Ce recueil de textes raconte la ZAD tel un lieu d’expériences pour une nouvelle forme de société.
Notre-Dame-des-Landes, le 17 mai 2018. les expulsions reprennent suite à l'expiration du délai de dépot des dossiers auprès de lapréfecture. COMMANDE N° 2018-0619 (Photo Franck Tomps pour Libération)

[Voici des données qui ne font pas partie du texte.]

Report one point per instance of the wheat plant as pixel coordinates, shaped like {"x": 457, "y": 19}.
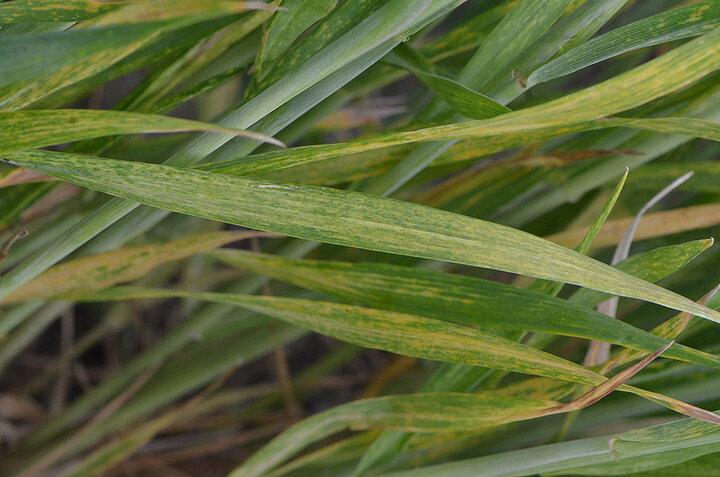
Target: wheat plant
{"x": 359, "y": 237}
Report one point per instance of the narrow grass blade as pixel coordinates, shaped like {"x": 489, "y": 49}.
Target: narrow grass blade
{"x": 21, "y": 130}
{"x": 96, "y": 272}
{"x": 683, "y": 22}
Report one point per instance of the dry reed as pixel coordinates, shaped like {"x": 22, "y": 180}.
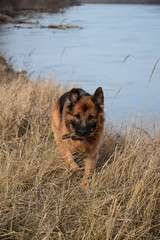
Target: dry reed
{"x": 40, "y": 199}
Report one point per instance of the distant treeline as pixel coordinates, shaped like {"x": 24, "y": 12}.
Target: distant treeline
{"x": 35, "y": 4}
{"x": 122, "y": 1}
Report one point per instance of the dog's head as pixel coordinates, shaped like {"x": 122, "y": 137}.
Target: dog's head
{"x": 85, "y": 113}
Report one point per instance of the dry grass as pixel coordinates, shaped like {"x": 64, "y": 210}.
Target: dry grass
{"x": 39, "y": 199}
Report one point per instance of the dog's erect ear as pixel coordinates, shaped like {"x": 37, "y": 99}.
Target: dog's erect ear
{"x": 74, "y": 95}
{"x": 98, "y": 97}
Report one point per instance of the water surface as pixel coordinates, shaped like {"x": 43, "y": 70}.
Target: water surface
{"x": 97, "y": 54}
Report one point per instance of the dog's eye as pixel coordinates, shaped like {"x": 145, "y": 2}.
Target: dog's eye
{"x": 77, "y": 116}
{"x": 90, "y": 117}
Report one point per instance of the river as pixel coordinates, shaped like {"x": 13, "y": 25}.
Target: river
{"x": 118, "y": 49}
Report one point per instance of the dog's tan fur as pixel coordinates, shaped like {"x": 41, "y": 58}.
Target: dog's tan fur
{"x": 78, "y": 108}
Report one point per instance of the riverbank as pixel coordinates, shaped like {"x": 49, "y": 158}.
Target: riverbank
{"x": 120, "y": 1}
{"x": 10, "y": 9}
{"x": 40, "y": 199}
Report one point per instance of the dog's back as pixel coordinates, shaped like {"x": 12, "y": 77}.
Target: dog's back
{"x": 77, "y": 122}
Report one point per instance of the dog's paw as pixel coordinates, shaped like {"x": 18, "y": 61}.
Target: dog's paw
{"x": 73, "y": 168}
{"x": 83, "y": 185}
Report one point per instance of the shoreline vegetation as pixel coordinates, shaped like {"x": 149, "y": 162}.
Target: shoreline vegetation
{"x": 10, "y": 9}
{"x": 40, "y": 199}
{"x": 120, "y": 1}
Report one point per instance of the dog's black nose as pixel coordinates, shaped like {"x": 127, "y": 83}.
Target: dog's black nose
{"x": 83, "y": 132}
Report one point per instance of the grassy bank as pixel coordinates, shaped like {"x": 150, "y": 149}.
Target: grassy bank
{"x": 10, "y": 8}
{"x": 40, "y": 199}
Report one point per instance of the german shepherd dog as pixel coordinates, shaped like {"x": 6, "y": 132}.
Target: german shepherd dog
{"x": 77, "y": 123}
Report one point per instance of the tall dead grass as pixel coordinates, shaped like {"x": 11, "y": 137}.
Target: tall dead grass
{"x": 40, "y": 199}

publié le 22 juillet 2018 à 18h16
(mis à jour le 24 juillet 2018 à 14h40)

C'est au moment où la victoire dans la lutte originelle a été actée que la ZAD de Notre-Dame-des-Landes a pour le public changé de dimension. Dépassant l'image d'un lieu occupé pour bloquer la construction d'un aéroport, elle a montré, par sa volonté farouche de continuer à exister, et son ambition expérimentale de bâtir un autre rapport au monde. Eloge des mauvaises herbes, coordonné par Jade Lindgaard (journaliste à Mediapart), est un recueil de 17 textes, témoignages, analyses ou nouvelles, pour la raconter, ce qu'elle signifie, ce qu'elle a accompli, ce qu'elle nous apprend et qu'elle peut encore changer. «Au cours des 40 dernières années, écrit l'anthropologue David Graeber en préface, l'objectif prioritaire de la gouvernance mondiale a été la destruction de toute perspective d'avenir alternatif, puis leur liquidation - et lorsque cela est impossible, il s'agit de faire en sorte que personne n'en entende même parler.»

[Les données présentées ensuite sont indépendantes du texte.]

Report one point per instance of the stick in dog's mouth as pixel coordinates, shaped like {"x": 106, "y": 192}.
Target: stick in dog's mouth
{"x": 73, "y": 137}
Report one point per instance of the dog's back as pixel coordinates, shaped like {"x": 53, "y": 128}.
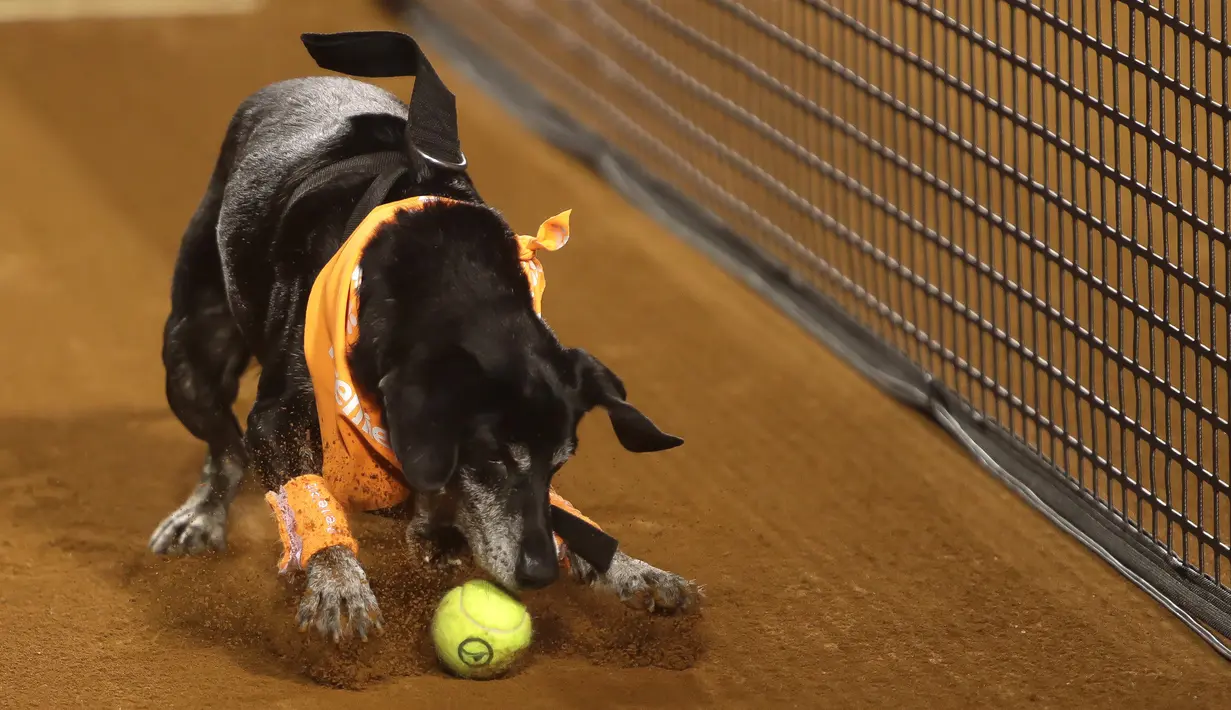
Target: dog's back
{"x": 288, "y": 127}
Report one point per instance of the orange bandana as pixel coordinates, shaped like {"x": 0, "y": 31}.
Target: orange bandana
{"x": 361, "y": 471}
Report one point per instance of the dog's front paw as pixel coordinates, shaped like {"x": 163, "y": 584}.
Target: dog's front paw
{"x": 337, "y": 586}
{"x": 198, "y": 526}
{"x": 643, "y": 586}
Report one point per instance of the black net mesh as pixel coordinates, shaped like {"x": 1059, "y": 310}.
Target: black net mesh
{"x": 1027, "y": 199}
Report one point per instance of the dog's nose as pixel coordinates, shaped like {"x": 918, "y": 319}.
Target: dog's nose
{"x": 536, "y": 571}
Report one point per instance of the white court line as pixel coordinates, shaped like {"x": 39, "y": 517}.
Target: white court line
{"x": 24, "y": 10}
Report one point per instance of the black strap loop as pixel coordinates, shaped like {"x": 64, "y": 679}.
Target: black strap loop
{"x": 432, "y": 126}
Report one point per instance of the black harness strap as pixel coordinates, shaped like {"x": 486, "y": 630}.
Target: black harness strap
{"x": 432, "y": 126}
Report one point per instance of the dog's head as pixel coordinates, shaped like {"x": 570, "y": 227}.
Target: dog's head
{"x": 493, "y": 432}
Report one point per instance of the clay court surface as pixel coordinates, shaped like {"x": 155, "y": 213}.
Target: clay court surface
{"x": 851, "y": 554}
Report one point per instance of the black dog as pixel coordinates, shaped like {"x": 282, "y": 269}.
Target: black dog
{"x": 472, "y": 379}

Ce qui ressort de cet Eloge… c'est que la ZAD joue ce rôle de perspective, permettant d'entrevoir autre chose. Le chercheur et auteur de Comment tout peut s'effondrer Pablo Servigne explique : «Notre-Dame-des-Landes est un point clé pour la compréhension de notre époque, c'est le lieu de friction entre l'imaginaire de continuité et l'imaginaire de rupture.» Avec son regard extérieur, Despentes, elle, parle de ce que ressent la majorité des lecteurs qui observe ce qui se passe de loin, avec un mélange d'admiration et de culpabilité : «Bien que je ne sois jamais allée sur la ZAD de Notre-Dame-des-Landes, et que le système totalitaire auquel je collabore me traite trop bien pour que je pense m'y installer dans les semaines à venir, je me sens concernée par le message qu'ils envoient dans le paysage mental politique de mon époque. Le grain de sable de contre-propagande qu'ils distillent m'est précieux. Il y a donc des alternatives.» Le soutien à la ZAD n'empêche pas de porter un regard critique. Il faut aussi saluer la présence de la cinéaste Amandine Gay, qui pointe avec un argumentaire ciselé la monochromie blanche de la lutte écolo en France et dans la ZAD : «Si 200 ou 300 Noirs ou Arabes s'amusaient à occuper un terrain en fumant des joints pour empêcher la construction d'un aéroport, on leur enverrait l'armée dès le premier jour.»E.C.